NIGER – La critique trop facile

 

Abdourahaman ZakariaAbdourahaman Zakaria

Nous, les humains, nous avons coutume de dire qu’aucune oeuvre humaine n’est parfaite. Cependant, il y en a parmi nous qui sont toujours animés par la volonté de mieux faire et d’innover.

 

Dans notre pays, pendant que certains produisent et construisent, d’autres pinaillent et nuisent. Pendant que certains citoyens s’illustrent par leur allocentrisme, leur pragmatisme et leur progressisme, d’autres se singularisent par leur immobilisme et leur égocentrisme.

 

Pour son développement économique et social, notre pays a besoin de la disponibilité, de l’ingéniosité et du dévouement de ses filles et de ses fils. Nous devons renforcer notre unité dans la diversité. Pour ce faire, au Niger nous avons intérêt à cultiver et à encourager l’ouverture d’esprit. Nous pouvons en toute humilité accepter la pertinence de l’analyse de l’autre ou l’utilité de son oeuvre même s’il n’est pas du même bord politique que nous. Ce n’est ni une faiblesse ni une compromission.

 

Il est très facile de toujours affirmer que rien ne va, que les gouvernants ne connaissent rien et ne font rien. Comme l’a dit Philippe Néricault: « La critique est aisée, mais l’art est difficile ». Il faut sortir du carcan de la dénégation systématique et du jugement de valeur. Dans l’intérêt de notre pays, nous pouvons sans nous renier et sans renoncer à nos droits et libertés avoir une attitude positive. C’est vrai qu’ils sont là pour servir, mais ils ont aussi besoin d’être soutenus et encouragés à faire mieux dans ce qu’ils font de bien. Nos propositions et contre-propositions peuvent les aider à corriger et améliorer leurs faits et gestes. Dans tous les cas, le suffrage est là pour sanctionner.

 

Dans le débat démocratique, si nous avons des yeux pour voir et souligner ce qui ne répond pas à nos attentes, l’honnêteté intellectuelle doit nous obliger à utiliser les mêmes yeux pour voir et dire sans complexe ce qui marche et les progrès grandioses et indéniables faits dans beaucoup de domaines. Même dans la contestation tous azimuts, il faut avoir le courage et la sagesse de reconnaître les efforts que fournissent les gouvernants, leur mérite et leurs accomplissements. Nous n’avons rien à perdre en rendant à César ce qui lui appartient.

 

Certes, nous n’avons pas les mêmes choix et positions idéologiques et politiques, mais il n’en demeure moins que nous ne devons pas perdre de vue les intérêts de notre pays.

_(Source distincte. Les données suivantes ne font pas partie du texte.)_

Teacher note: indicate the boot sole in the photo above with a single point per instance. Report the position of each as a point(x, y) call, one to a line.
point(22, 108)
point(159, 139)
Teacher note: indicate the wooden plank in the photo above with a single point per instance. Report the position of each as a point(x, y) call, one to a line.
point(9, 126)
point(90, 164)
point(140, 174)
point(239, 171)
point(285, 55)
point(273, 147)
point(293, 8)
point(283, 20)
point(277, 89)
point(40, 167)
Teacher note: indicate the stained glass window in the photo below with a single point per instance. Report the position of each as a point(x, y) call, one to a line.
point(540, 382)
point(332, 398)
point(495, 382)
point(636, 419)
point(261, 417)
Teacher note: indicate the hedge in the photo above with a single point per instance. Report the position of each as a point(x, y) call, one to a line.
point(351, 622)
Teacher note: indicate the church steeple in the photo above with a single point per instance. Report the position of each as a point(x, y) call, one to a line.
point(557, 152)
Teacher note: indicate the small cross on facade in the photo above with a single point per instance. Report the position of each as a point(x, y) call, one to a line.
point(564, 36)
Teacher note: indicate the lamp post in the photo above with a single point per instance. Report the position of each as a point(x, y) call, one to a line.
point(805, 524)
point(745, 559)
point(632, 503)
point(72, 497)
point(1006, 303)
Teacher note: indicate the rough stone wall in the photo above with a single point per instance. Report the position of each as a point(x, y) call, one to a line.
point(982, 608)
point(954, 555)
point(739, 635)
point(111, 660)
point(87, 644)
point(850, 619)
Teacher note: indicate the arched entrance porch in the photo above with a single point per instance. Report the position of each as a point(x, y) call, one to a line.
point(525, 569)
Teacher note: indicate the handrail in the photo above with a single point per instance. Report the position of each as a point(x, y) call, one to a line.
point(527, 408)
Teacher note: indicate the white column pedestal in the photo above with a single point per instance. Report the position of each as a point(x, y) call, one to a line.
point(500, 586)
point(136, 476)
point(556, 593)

Si nous devons mutualiser nos savoirs et savoir-faire pour les mettre au service de la patrie, le Niger serait encore plus fier dans le concert des nations.

 

Ne comptons surtout pas sur une catégorie bien connue de nos concitoyens marginaux qui sont constamment dans la négation. Quoi que tu dises de bon, quoi que tu fasses de bien, ils trouveront à redire. Ils sont dans un regroupement groupusculaire, populiste et subversif qui a choisi de faire du triptyque sectarisme-nihilisme-incivisme un tremplin pour semer le désordre. Ce sont des véritables adeptes du malheur. Ils sont tellement cruels qu’ils souhaitent toujours un malheur au Niger et s’attendent à ce qu’il arrive. Quand il n’arrive pas ils l’inventent et quand il arrive ils jubilent.

 

En tout état de cause, nonobstant le contexte économique mondial et régional difficile d’un côté et les défis sécuritaires de l’autre, il est évident que le Niger est dans une situation enviable dans beaucoup de domaines.